Moran, C.J., Paras, Feria, Pablo, Hilado, Bengzon and Padilla , JJ., concur.

Separate Opinions


BRIONES, M., conforme:chanrob1es virtual 1aw library

Estoy conforme con la parte dispositiva de la sentencia por el unico fundamento de que lo que plantea y discute en su apelacion Maria Ching es precisamente la cuestion de su edad; ella alega y arguye que cuando se caso ya tenia mas de 18 anos de edad, o que, por lo menos, asi le habian asegurado sus padres, y que, por tanto, no infringio el articulo 350 del Codigo Penal Revisado (E. U. contra Penalosa y Rodriguez, 1 Jur. Fil., 111). Resulta evidente que la apelante tiene una causa meritora; asi que el Juzgado no abuso de su discrecion al concederle libertad provisional mediante la prestacion de la correspondiente fianza.

Sobre si en un caso en que no hay controversia respecto de la edad la menor apelante tiene derecho a prestar fiarza durante la pendencia de la apelacion, es cosa acerca de la cual no estoy preparado ni dispuesto a emitir mi opinion.

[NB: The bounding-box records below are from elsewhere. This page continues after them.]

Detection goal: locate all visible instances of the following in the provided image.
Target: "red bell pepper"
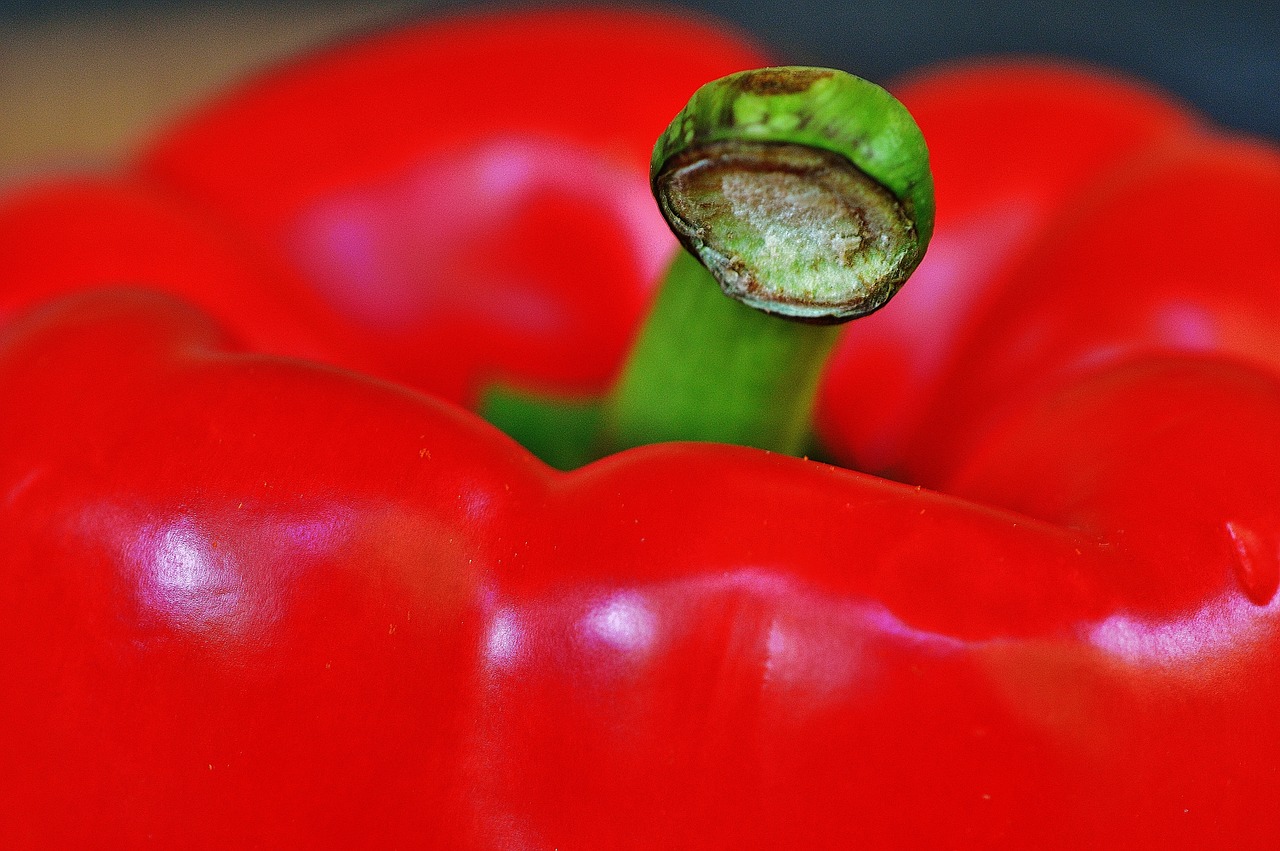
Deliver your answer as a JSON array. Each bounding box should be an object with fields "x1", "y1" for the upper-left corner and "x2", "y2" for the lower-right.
[{"x1": 0, "y1": 3, "x2": 1280, "y2": 848}]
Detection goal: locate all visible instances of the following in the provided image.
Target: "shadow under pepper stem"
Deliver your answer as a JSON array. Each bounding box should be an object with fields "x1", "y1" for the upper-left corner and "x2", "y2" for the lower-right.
[{"x1": 485, "y1": 68, "x2": 933, "y2": 467}]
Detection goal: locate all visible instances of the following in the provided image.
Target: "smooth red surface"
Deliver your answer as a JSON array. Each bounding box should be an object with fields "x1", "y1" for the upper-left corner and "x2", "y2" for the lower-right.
[{"x1": 0, "y1": 13, "x2": 1280, "y2": 848}]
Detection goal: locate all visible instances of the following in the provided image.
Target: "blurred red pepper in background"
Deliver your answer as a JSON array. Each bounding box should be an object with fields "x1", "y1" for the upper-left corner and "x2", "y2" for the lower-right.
[{"x1": 0, "y1": 3, "x2": 1280, "y2": 848}]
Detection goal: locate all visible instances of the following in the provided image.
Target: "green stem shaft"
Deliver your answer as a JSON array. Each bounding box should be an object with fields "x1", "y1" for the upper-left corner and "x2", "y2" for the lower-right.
[{"x1": 598, "y1": 252, "x2": 840, "y2": 454}]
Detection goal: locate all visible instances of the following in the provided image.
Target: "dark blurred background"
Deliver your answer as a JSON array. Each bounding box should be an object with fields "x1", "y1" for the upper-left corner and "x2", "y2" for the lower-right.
[{"x1": 0, "y1": 0, "x2": 1280, "y2": 173}]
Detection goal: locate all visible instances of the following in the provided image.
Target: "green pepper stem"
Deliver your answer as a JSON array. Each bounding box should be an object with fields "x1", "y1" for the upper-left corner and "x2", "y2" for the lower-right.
[
  {"x1": 484, "y1": 68, "x2": 933, "y2": 468},
  {"x1": 599, "y1": 246, "x2": 838, "y2": 454}
]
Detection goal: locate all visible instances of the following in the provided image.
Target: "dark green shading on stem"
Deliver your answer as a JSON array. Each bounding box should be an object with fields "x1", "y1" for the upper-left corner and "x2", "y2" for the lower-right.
[
  {"x1": 649, "y1": 68, "x2": 933, "y2": 321},
  {"x1": 483, "y1": 68, "x2": 933, "y2": 470}
]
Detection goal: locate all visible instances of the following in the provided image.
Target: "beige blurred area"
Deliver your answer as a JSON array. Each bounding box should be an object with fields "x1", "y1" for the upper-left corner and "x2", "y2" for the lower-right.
[{"x1": 0, "y1": 0, "x2": 422, "y2": 175}]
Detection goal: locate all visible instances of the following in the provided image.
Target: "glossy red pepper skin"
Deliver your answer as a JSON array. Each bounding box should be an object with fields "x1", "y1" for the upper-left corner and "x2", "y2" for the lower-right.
[
  {"x1": 0, "y1": 8, "x2": 1280, "y2": 848},
  {"x1": 10, "y1": 293, "x2": 1280, "y2": 848}
]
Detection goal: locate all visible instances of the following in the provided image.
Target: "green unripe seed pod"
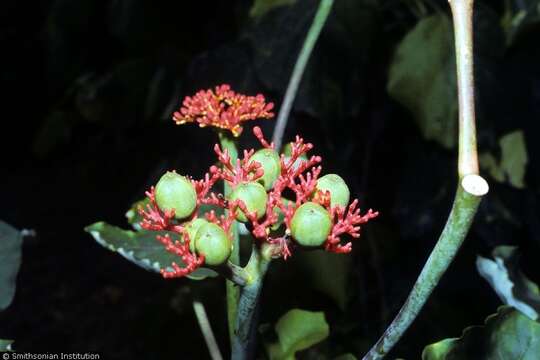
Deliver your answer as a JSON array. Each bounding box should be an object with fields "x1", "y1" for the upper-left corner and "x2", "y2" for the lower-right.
[
  {"x1": 250, "y1": 149, "x2": 281, "y2": 190},
  {"x1": 230, "y1": 182, "x2": 268, "y2": 222},
  {"x1": 317, "y1": 174, "x2": 351, "y2": 207},
  {"x1": 186, "y1": 218, "x2": 208, "y2": 252},
  {"x1": 195, "y1": 222, "x2": 232, "y2": 265},
  {"x1": 155, "y1": 171, "x2": 197, "y2": 219},
  {"x1": 291, "y1": 202, "x2": 332, "y2": 247}
]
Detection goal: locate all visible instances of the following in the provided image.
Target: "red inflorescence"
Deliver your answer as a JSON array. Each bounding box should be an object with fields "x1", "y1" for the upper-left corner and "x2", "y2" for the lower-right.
[
  {"x1": 173, "y1": 84, "x2": 274, "y2": 136},
  {"x1": 139, "y1": 122, "x2": 378, "y2": 277}
]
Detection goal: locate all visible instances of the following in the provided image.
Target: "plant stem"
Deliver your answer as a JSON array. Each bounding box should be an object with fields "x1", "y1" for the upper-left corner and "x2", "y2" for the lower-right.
[
  {"x1": 193, "y1": 301, "x2": 223, "y2": 360},
  {"x1": 364, "y1": 175, "x2": 488, "y2": 360},
  {"x1": 219, "y1": 131, "x2": 240, "y2": 345},
  {"x1": 232, "y1": 246, "x2": 270, "y2": 360},
  {"x1": 448, "y1": 0, "x2": 478, "y2": 178},
  {"x1": 272, "y1": 0, "x2": 334, "y2": 150},
  {"x1": 363, "y1": 0, "x2": 489, "y2": 360}
]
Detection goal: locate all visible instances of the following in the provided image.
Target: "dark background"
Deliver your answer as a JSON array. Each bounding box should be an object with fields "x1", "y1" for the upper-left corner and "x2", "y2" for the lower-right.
[{"x1": 0, "y1": 0, "x2": 540, "y2": 359}]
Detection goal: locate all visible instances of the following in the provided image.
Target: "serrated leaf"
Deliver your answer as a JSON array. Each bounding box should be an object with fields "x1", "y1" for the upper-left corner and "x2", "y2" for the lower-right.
[
  {"x1": 480, "y1": 130, "x2": 529, "y2": 189},
  {"x1": 267, "y1": 309, "x2": 329, "y2": 360},
  {"x1": 0, "y1": 339, "x2": 14, "y2": 352},
  {"x1": 84, "y1": 222, "x2": 217, "y2": 280},
  {"x1": 387, "y1": 14, "x2": 458, "y2": 148},
  {"x1": 476, "y1": 246, "x2": 540, "y2": 320},
  {"x1": 249, "y1": 0, "x2": 296, "y2": 19},
  {"x1": 0, "y1": 220, "x2": 23, "y2": 311},
  {"x1": 422, "y1": 306, "x2": 540, "y2": 360}
]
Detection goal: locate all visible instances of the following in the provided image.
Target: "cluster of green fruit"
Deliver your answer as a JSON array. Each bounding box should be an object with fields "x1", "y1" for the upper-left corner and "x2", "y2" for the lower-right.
[{"x1": 155, "y1": 148, "x2": 350, "y2": 265}]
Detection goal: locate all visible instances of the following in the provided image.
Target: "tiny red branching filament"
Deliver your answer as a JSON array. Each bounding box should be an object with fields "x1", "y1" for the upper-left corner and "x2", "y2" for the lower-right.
[
  {"x1": 173, "y1": 84, "x2": 274, "y2": 136},
  {"x1": 139, "y1": 97, "x2": 379, "y2": 278},
  {"x1": 156, "y1": 232, "x2": 204, "y2": 279},
  {"x1": 210, "y1": 144, "x2": 264, "y2": 187},
  {"x1": 324, "y1": 199, "x2": 379, "y2": 253}
]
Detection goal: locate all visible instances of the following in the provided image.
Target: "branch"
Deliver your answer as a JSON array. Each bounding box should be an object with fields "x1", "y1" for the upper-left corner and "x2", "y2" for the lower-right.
[
  {"x1": 193, "y1": 301, "x2": 223, "y2": 360},
  {"x1": 363, "y1": 0, "x2": 489, "y2": 360},
  {"x1": 272, "y1": 0, "x2": 334, "y2": 150}
]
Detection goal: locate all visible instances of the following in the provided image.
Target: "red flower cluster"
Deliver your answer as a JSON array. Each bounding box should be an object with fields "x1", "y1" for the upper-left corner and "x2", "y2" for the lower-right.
[
  {"x1": 139, "y1": 127, "x2": 378, "y2": 277},
  {"x1": 173, "y1": 84, "x2": 274, "y2": 136}
]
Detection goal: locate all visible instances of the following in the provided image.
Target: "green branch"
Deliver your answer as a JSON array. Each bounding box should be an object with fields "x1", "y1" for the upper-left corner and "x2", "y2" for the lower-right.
[
  {"x1": 449, "y1": 0, "x2": 478, "y2": 178},
  {"x1": 232, "y1": 245, "x2": 271, "y2": 360},
  {"x1": 272, "y1": 0, "x2": 334, "y2": 150},
  {"x1": 363, "y1": 0, "x2": 489, "y2": 360},
  {"x1": 193, "y1": 301, "x2": 223, "y2": 360},
  {"x1": 219, "y1": 131, "x2": 240, "y2": 344}
]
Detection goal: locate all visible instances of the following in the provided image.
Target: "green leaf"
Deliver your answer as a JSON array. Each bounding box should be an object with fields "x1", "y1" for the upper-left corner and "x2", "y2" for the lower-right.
[
  {"x1": 480, "y1": 130, "x2": 529, "y2": 189},
  {"x1": 422, "y1": 306, "x2": 540, "y2": 360},
  {"x1": 387, "y1": 14, "x2": 458, "y2": 148},
  {"x1": 249, "y1": 0, "x2": 296, "y2": 19},
  {"x1": 0, "y1": 339, "x2": 14, "y2": 352},
  {"x1": 84, "y1": 222, "x2": 217, "y2": 280},
  {"x1": 267, "y1": 309, "x2": 329, "y2": 360},
  {"x1": 476, "y1": 246, "x2": 540, "y2": 320},
  {"x1": 0, "y1": 221, "x2": 23, "y2": 311},
  {"x1": 297, "y1": 250, "x2": 352, "y2": 310}
]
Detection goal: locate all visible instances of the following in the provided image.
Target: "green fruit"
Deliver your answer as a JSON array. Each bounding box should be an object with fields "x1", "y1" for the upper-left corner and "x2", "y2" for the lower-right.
[
  {"x1": 250, "y1": 149, "x2": 281, "y2": 190},
  {"x1": 291, "y1": 202, "x2": 332, "y2": 246},
  {"x1": 195, "y1": 222, "x2": 232, "y2": 265},
  {"x1": 156, "y1": 171, "x2": 197, "y2": 219},
  {"x1": 230, "y1": 182, "x2": 268, "y2": 222},
  {"x1": 186, "y1": 218, "x2": 208, "y2": 252},
  {"x1": 317, "y1": 174, "x2": 350, "y2": 207}
]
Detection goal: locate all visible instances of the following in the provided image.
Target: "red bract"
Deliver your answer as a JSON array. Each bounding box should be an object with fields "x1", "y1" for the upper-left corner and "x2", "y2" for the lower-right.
[{"x1": 173, "y1": 84, "x2": 274, "y2": 136}]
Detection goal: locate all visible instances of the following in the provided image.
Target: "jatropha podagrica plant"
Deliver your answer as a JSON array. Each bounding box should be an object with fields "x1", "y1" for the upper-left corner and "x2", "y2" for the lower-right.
[{"x1": 139, "y1": 85, "x2": 378, "y2": 278}]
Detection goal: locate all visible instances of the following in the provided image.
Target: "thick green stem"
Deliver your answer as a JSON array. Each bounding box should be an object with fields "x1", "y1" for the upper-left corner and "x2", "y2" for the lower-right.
[
  {"x1": 219, "y1": 131, "x2": 240, "y2": 344},
  {"x1": 272, "y1": 0, "x2": 334, "y2": 149},
  {"x1": 231, "y1": 246, "x2": 270, "y2": 360},
  {"x1": 364, "y1": 0, "x2": 489, "y2": 360},
  {"x1": 364, "y1": 175, "x2": 488, "y2": 360},
  {"x1": 449, "y1": 0, "x2": 478, "y2": 178}
]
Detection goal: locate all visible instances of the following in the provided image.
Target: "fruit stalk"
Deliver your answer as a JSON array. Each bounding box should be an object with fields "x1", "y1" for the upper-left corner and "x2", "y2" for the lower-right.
[
  {"x1": 219, "y1": 131, "x2": 240, "y2": 345},
  {"x1": 231, "y1": 246, "x2": 270, "y2": 360}
]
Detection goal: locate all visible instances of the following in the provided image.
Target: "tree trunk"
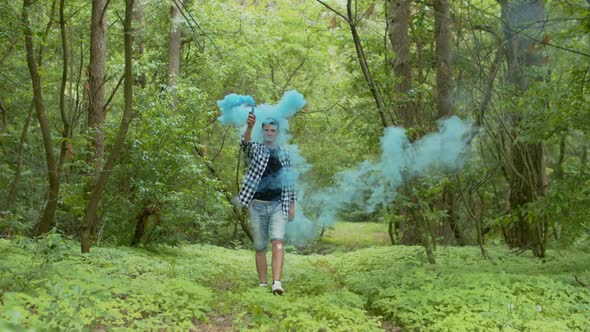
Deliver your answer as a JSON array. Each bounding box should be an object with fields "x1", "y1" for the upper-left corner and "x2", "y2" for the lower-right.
[
  {"x1": 433, "y1": 0, "x2": 463, "y2": 245},
  {"x1": 88, "y1": 0, "x2": 109, "y2": 175},
  {"x1": 57, "y1": 0, "x2": 71, "y2": 173},
  {"x1": 80, "y1": 0, "x2": 133, "y2": 253},
  {"x1": 316, "y1": 0, "x2": 393, "y2": 128},
  {"x1": 499, "y1": 0, "x2": 546, "y2": 257},
  {"x1": 2, "y1": 101, "x2": 35, "y2": 210},
  {"x1": 387, "y1": 0, "x2": 417, "y2": 128},
  {"x1": 133, "y1": 0, "x2": 147, "y2": 88},
  {"x1": 22, "y1": 0, "x2": 59, "y2": 235},
  {"x1": 168, "y1": 0, "x2": 183, "y2": 89},
  {"x1": 433, "y1": 0, "x2": 453, "y2": 118}
]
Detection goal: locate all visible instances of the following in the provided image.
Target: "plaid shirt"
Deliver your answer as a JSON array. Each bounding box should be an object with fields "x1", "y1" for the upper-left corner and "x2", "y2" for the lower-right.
[{"x1": 237, "y1": 137, "x2": 295, "y2": 215}]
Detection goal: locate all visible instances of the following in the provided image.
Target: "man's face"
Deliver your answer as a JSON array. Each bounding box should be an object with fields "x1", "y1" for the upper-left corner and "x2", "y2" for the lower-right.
[{"x1": 262, "y1": 124, "x2": 278, "y2": 143}]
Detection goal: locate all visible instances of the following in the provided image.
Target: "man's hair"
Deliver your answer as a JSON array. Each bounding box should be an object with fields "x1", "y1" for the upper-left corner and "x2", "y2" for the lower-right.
[{"x1": 262, "y1": 118, "x2": 279, "y2": 130}]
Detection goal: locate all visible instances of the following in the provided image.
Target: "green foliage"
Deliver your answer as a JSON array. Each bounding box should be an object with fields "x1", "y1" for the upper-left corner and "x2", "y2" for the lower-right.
[{"x1": 0, "y1": 234, "x2": 590, "y2": 331}]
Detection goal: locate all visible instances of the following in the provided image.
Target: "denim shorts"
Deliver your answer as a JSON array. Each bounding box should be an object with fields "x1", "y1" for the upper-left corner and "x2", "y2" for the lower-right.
[{"x1": 249, "y1": 199, "x2": 287, "y2": 251}]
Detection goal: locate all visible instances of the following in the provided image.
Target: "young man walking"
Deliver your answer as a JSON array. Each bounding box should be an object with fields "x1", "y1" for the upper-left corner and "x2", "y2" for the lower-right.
[{"x1": 237, "y1": 112, "x2": 295, "y2": 295}]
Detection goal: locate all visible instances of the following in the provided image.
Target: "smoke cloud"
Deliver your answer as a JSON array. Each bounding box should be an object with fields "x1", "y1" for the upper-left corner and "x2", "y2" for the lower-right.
[{"x1": 218, "y1": 90, "x2": 473, "y2": 244}]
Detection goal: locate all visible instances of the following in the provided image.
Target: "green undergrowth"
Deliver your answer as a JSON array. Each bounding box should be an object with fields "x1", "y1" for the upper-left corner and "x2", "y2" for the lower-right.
[{"x1": 0, "y1": 234, "x2": 590, "y2": 331}]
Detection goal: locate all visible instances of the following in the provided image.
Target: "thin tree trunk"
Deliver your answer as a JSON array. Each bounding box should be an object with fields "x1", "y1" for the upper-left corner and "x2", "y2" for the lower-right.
[
  {"x1": 411, "y1": 209, "x2": 436, "y2": 264},
  {"x1": 22, "y1": 0, "x2": 59, "y2": 235},
  {"x1": 168, "y1": 0, "x2": 183, "y2": 89},
  {"x1": 433, "y1": 0, "x2": 453, "y2": 118},
  {"x1": 133, "y1": 0, "x2": 147, "y2": 88},
  {"x1": 57, "y1": 0, "x2": 71, "y2": 173},
  {"x1": 387, "y1": 0, "x2": 417, "y2": 128},
  {"x1": 88, "y1": 0, "x2": 109, "y2": 175},
  {"x1": 499, "y1": 0, "x2": 547, "y2": 257},
  {"x1": 316, "y1": 0, "x2": 393, "y2": 128},
  {"x1": 433, "y1": 0, "x2": 463, "y2": 245},
  {"x1": 80, "y1": 0, "x2": 133, "y2": 253},
  {"x1": 2, "y1": 102, "x2": 35, "y2": 210}
]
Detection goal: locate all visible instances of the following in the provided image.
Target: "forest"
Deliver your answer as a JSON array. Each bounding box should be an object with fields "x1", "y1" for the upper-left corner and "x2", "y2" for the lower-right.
[{"x1": 0, "y1": 0, "x2": 590, "y2": 331}]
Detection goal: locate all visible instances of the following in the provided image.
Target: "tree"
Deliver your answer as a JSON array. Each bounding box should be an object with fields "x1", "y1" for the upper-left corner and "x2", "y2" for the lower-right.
[
  {"x1": 88, "y1": 0, "x2": 109, "y2": 172},
  {"x1": 168, "y1": 0, "x2": 183, "y2": 89},
  {"x1": 316, "y1": 0, "x2": 393, "y2": 128},
  {"x1": 22, "y1": 0, "x2": 59, "y2": 235},
  {"x1": 387, "y1": 0, "x2": 417, "y2": 128},
  {"x1": 80, "y1": 0, "x2": 134, "y2": 253},
  {"x1": 498, "y1": 0, "x2": 546, "y2": 257}
]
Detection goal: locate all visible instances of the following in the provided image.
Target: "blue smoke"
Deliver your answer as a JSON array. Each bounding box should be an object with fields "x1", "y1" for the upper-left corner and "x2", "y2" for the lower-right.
[
  {"x1": 217, "y1": 90, "x2": 307, "y2": 145},
  {"x1": 301, "y1": 116, "x2": 473, "y2": 239},
  {"x1": 218, "y1": 90, "x2": 473, "y2": 244},
  {"x1": 217, "y1": 93, "x2": 256, "y2": 127}
]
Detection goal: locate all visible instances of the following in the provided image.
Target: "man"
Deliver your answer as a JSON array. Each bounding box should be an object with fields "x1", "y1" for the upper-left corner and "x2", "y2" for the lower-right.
[{"x1": 237, "y1": 112, "x2": 295, "y2": 295}]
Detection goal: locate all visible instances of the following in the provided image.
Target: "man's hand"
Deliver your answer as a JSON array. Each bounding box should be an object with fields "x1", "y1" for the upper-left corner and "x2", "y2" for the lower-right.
[
  {"x1": 247, "y1": 111, "x2": 256, "y2": 129},
  {"x1": 289, "y1": 203, "x2": 295, "y2": 221}
]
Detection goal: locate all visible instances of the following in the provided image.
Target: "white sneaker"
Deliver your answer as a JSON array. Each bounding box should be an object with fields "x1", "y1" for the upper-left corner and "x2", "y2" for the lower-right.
[{"x1": 272, "y1": 280, "x2": 285, "y2": 295}]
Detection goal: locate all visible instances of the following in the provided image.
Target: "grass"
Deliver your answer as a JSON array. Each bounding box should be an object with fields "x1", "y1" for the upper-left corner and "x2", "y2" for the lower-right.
[{"x1": 0, "y1": 223, "x2": 590, "y2": 331}]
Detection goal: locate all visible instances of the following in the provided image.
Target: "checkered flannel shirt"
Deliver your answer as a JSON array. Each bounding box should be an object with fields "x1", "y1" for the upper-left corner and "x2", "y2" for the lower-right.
[{"x1": 237, "y1": 137, "x2": 295, "y2": 215}]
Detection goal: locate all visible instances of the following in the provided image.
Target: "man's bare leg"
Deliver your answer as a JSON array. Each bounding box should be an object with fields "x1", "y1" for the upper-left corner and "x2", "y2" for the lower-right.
[{"x1": 256, "y1": 248, "x2": 274, "y2": 283}]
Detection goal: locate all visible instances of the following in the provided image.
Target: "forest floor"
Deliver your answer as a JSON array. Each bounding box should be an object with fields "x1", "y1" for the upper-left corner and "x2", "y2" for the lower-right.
[{"x1": 0, "y1": 223, "x2": 590, "y2": 331}]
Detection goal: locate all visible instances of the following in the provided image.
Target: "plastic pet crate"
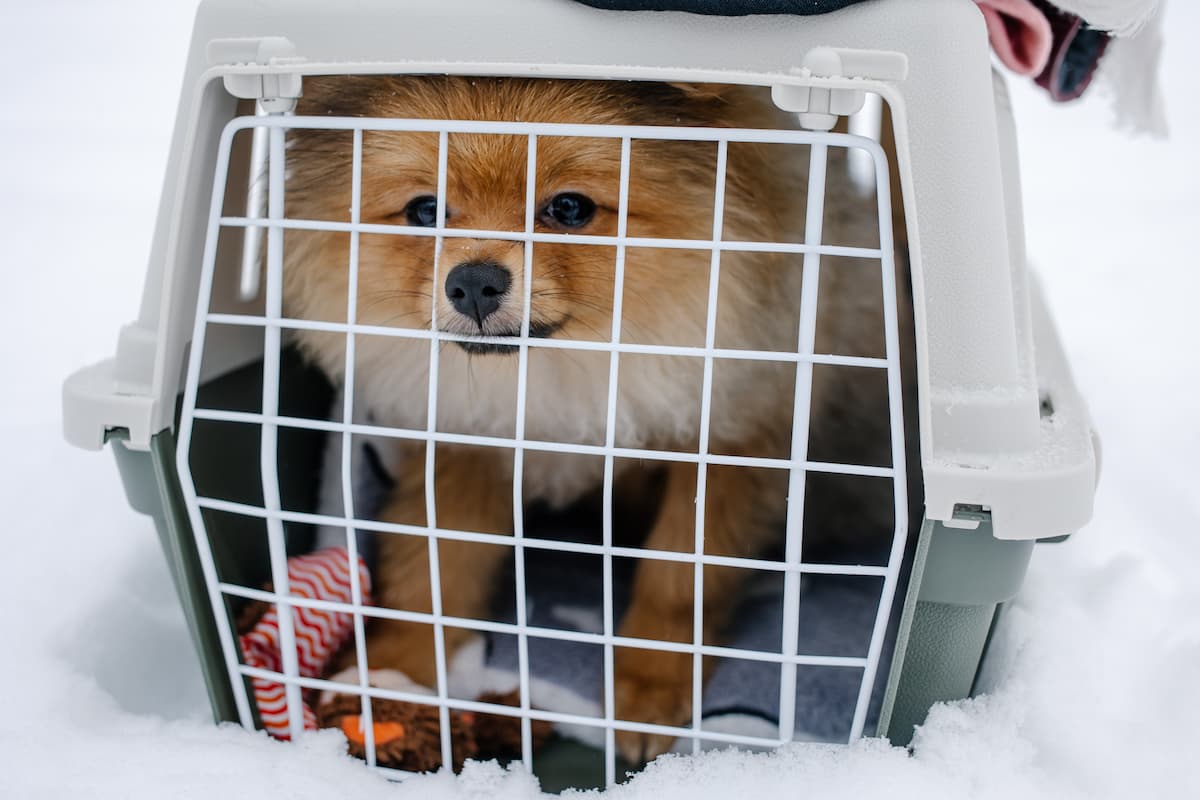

TUASON, J., concurring:chanrob1es virtual 1aw library

The right to be released on bail is guaranteed by the Constitution. An accused minor comes under this protection. The purported aims of a confinement and the named atmosphere of the place count for little. An accused cannot be deprived of the right to be bailed by a process of reasoning premised on man-made legal fictions. Such deprivation to be sanctioned must rest on a more solid foundation. The court will regard substance rather than form; will look at realities rather than what may seem logic. Freedom from restraint is a living, vital thing to be dealt with in the light of cold facts. The point I am trying to get at is, one cannot be denied the constitutional right to file a bail bond before final conviction simply because the place of incarceration is called a school, and confinement therein purports to be educational or correctional in its objective instead of punishment. The bitter taste of a medicine is not changed by giving it a sweet name. In spite of the suspension of sentence and legal theories and noble intentions, confinement for a crime before final conviction in a so-called reformatory school or correctional institution actually inflicts almost, if not quite, the same degree of moral pains and physical hardship and affliction, and leaves the same stinging .rebuke and stains on reputation as does detention in a common jail.

"Statutes which include or provide within their scope for commitment for strictly criminal offenses without requiring the constitutional procedure in prosecutions for public offenses generally have been declared unconstitutional." (31 C. J., 1106.) The Juvenile Delinquency Act does not speak of bail, and I do not believe that matter even entered into the thought of the Legislature. This is all the more reason for sustaining the order of the lower court granting the accused provisional liberty during the pendency of her appeal.